A binary classification model was built to predict whether an Amazon product review will be considered helpful. The helpfulness label was defined as binary, with reviews receiving more than 5 votes considered helpful (labeled as 1), and all others considered not helpful (labeled as 0).
The model was trained using the following steps:
- Reviews with more than 5 helpful votes are labeled as 1 (helpful), else 0 (not helpful).
- The feature used for prediction is the review text.
- TF-IDF vectorization is applied to convert text to numeric features, limited to 3 features for simplicity.
- A RandomForestClassifier is used for training.
- The dataset is split into 80% training and 20% testing sets.
The classification report from the model is as follows:
precision recall f1-score support
0 0.89 0.99 0.94 81337
1 0.45 0.07 0.13 10551
accuracy 0.88 91888
macro avg 0.67 0.53 0.53 91888 weighted avg 0.84 0.88 0.84 91888
The model shows high precision for class 0 (not helpful), but low precision and recall for class 1 (helpful), indicating a model bias towards predicting not helpful reviews.
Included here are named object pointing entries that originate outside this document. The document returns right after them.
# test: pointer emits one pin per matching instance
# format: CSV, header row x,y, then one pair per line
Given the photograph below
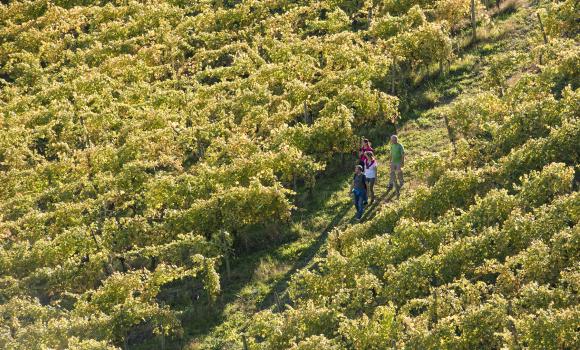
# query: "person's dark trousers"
x,y
359,198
- Balancing the Dataset: The dataset is highly imbalanced, with most reviews having 0 votes. This imbalance can lead to biased results, which is evident from the precision and recall scores. Techniques like SMOTE, undersampling, or assigning class weights in the model could be explored to address this imbalance.
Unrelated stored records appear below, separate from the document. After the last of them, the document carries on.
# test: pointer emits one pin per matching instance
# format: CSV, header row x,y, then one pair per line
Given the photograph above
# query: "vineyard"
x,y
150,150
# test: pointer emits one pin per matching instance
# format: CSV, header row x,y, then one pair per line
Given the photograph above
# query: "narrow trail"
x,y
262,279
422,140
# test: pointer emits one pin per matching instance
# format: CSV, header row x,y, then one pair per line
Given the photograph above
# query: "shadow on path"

- Incorporating More Features: Although the current model uses only 3 features due to computational constraints, including more features such as the length of the review, the sentiment score, and the time of the review could potentially improve the model's performance.
- Preventing Overfitting: Care must be taken not to overfit the model when adding more features. Cross-validation and regularization techniques should be used to ensure the model generalizes well to unseen data.
- Additional Resources: With more computational power and time, a more thorough grid search for hyperparameter tuning could be conducted, and more complex models or ensemble methods could be tested.
By addressing these points, we could improve the model's ability to accurately predict the helpfulness of reviews.